I, for one, would never agree to such a thing; I would even try to stop them. The interesting question, though, becomes why I would save the Amalekite. I could easily defend this decision on Jewish grounds. We are both the children of Abraham, whose tent was open to everyone and challenged God to spare Sodom. Rather than hunting Amaelites, we should pray to God to have mercy even upon Amalekites. Even if Jacob was right to steal the blessings from Esau, the rabbis teach us that Esau's tears have harmed us through the generations. Should we risk the tears of the boy's Amalekite mother when he does not come home? Moses looked into the future before he killed the Egyptian to make sure that no one righteous would come from him. Do we have a prophet to tell us that no one good will come from the Amalekite? Moses told God to either forgive the Jewish people or "erase" him from his book. Part of our job as the chosen people is to tell God that if he wants us to be serial killers than we do not want his people. Let God find some other group to do his dirty work.

Some of these arguments might have more merit than others and I am sure readers can come up with other justifications. But let us be honest here, these are justifications. The real reason why I would not murder the Amalekite boy is that, underneath my Orthodox exterior, I really am a follower of the "Benzion Noam Chinn religion." This religion has a lot in common with Judaism. So, as the Benzion Noam Chinn religion only has one adherent, it made sense for me to formally practice Judaism in order to have a community. When there is a contradiction between the two, I will attempt to cover up the problem through intellectual creativity. It should be understood though that this is all really a dodge and if I ever run out of solutions I will simply reject Judaism rather than be untrue to my Benzion Noam Chinn religion.

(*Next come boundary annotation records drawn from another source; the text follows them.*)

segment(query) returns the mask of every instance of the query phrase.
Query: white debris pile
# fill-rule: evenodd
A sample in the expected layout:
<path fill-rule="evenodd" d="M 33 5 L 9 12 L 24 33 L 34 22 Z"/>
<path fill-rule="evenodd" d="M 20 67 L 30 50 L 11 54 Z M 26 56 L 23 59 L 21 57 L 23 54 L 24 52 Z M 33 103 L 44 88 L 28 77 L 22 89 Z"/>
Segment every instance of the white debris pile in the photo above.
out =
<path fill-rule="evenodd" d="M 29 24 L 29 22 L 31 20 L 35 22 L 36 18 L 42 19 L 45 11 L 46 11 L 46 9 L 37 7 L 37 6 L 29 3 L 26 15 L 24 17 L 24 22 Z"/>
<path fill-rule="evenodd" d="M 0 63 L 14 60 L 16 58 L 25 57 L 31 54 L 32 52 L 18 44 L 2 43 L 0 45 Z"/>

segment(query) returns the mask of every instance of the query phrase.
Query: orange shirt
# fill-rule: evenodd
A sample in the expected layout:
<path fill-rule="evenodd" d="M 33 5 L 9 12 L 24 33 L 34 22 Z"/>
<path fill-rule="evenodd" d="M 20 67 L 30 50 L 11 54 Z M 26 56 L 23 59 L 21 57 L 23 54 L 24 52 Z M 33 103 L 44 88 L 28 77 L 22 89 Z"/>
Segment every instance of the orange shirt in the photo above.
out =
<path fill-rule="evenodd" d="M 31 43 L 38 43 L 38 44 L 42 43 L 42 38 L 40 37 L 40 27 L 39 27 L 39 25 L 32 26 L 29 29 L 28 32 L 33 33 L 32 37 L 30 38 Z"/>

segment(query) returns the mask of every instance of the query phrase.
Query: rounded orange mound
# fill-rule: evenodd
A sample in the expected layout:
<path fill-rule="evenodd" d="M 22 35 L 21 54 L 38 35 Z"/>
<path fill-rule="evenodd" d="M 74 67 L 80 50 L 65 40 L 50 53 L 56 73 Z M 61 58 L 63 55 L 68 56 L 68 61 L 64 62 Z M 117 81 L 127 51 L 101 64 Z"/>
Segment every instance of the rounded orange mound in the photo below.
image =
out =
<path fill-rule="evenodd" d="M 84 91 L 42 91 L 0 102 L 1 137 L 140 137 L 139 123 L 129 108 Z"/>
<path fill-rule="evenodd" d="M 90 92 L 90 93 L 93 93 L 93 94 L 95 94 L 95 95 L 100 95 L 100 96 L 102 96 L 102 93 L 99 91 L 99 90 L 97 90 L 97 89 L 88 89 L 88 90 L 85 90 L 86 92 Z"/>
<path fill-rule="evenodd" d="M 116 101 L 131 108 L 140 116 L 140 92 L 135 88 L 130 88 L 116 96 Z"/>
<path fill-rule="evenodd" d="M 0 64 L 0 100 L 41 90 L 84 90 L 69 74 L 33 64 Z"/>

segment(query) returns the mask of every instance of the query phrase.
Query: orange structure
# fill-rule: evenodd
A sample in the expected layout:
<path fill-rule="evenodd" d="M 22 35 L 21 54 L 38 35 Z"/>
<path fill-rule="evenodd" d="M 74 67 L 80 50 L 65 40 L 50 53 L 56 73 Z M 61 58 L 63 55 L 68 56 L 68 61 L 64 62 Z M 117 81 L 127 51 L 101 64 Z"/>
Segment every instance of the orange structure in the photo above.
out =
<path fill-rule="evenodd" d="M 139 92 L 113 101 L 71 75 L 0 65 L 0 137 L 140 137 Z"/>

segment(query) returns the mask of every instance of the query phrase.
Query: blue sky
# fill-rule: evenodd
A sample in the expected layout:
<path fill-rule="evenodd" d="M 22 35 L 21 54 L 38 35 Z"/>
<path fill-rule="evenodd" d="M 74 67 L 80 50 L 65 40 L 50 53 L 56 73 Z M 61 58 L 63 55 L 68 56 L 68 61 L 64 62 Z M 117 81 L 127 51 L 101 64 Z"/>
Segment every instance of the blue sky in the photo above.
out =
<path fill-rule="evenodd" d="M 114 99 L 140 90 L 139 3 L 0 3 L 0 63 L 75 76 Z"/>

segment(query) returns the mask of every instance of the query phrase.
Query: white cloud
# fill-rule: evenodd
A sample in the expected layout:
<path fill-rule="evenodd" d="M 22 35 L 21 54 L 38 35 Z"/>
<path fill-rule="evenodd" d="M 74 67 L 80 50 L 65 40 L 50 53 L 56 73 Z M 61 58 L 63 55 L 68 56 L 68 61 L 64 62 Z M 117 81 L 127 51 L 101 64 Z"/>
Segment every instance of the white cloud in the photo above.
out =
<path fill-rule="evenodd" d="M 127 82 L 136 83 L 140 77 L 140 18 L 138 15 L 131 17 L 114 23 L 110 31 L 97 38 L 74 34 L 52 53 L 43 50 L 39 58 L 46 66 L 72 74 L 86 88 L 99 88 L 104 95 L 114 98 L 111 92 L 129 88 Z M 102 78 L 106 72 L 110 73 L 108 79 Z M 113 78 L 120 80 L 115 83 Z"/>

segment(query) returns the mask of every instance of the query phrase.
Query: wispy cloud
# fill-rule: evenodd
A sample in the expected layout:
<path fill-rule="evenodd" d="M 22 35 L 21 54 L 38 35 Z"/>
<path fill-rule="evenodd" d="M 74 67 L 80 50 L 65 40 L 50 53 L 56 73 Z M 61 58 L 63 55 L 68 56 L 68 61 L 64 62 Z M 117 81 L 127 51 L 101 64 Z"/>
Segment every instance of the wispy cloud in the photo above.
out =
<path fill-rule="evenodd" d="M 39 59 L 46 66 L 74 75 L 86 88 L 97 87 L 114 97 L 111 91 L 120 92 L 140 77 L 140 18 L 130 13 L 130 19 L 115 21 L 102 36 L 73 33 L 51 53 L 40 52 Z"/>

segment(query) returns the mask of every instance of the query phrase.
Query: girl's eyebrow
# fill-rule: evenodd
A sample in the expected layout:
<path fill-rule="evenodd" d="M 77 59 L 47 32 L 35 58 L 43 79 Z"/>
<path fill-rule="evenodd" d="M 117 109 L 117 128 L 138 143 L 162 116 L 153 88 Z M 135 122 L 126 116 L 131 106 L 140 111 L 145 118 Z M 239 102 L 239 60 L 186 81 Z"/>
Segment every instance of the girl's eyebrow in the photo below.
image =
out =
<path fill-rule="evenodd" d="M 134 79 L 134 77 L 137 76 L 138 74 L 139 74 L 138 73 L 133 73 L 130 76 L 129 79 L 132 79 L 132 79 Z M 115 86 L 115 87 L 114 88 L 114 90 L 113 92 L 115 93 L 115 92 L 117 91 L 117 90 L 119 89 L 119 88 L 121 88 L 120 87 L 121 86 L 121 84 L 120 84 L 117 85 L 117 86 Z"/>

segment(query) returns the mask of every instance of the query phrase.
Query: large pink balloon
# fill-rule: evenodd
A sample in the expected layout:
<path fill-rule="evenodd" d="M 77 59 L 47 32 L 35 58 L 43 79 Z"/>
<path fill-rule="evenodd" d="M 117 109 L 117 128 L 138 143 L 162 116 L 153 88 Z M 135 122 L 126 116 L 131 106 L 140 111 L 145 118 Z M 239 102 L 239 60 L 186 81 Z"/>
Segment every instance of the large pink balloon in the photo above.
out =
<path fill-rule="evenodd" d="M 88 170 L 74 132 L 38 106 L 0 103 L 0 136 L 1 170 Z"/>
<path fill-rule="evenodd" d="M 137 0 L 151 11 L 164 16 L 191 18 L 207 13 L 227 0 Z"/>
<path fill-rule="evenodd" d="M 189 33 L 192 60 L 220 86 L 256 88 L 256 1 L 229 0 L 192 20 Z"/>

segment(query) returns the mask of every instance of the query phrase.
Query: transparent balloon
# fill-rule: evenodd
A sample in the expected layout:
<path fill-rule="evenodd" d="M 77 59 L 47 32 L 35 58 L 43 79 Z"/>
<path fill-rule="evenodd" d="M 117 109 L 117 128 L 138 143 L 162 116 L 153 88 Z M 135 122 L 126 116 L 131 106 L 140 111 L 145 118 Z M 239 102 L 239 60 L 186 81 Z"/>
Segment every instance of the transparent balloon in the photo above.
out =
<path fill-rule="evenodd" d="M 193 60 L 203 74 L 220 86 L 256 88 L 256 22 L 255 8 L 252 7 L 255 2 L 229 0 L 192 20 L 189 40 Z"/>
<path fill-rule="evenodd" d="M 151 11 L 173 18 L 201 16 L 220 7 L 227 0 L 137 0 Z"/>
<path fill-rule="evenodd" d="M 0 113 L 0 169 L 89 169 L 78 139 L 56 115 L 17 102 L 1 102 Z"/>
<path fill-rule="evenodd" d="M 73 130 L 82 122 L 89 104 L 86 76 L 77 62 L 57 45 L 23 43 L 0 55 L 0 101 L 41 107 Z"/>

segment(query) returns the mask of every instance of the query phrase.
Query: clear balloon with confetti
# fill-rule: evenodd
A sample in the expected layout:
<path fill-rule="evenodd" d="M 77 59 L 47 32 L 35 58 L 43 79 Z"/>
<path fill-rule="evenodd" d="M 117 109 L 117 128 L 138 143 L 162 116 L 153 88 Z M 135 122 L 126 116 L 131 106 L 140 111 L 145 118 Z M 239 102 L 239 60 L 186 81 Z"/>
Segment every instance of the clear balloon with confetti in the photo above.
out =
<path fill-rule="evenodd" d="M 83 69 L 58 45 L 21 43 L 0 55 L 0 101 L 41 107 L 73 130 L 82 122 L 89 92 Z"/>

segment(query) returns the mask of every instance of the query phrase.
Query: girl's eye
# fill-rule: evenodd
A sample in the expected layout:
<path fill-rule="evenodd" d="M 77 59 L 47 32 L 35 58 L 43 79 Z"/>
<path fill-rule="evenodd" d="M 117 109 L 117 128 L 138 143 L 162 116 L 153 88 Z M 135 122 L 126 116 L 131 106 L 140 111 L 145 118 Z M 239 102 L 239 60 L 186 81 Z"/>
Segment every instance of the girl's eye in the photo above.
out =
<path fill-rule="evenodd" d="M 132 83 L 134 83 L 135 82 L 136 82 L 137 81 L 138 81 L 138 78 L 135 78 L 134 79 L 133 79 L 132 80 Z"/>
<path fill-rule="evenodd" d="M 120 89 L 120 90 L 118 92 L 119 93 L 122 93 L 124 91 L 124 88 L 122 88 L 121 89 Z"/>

The Benzion Noam  Chinn religion is hardly a pacifist creed. If there was a member of the Naturei Karta tied up instead of the Amalekite than I would have no problem with slitting the guy's throat. He is a moser, who is spoken out against Jews to non-Jewish government officials, endangering millions of Jews. So, according to both the Benzion Noam Chinn religion and Jewish law, such a person deserves death to be carried out even extra-judicially. That being said, the Benzion Noam Chinn religion strongly opposes killing innocent little kids. I will follow what my true religion teaches me, regardless of what Judaism commands.

It is common to hear rabbis declare that all of their decisions are based on halakah and they never make recourse to any outside sources, certainly not to anything non-Jewish. Such people are either intellectual imbeciles, who have never considered the implications of taking such a doctrine seriously, or they are dangerous psychopaths, ready to murder innocent children when their "unbiased" reading of a text comes up kill. Such people are a danger to society in general and the Jewish people in particular.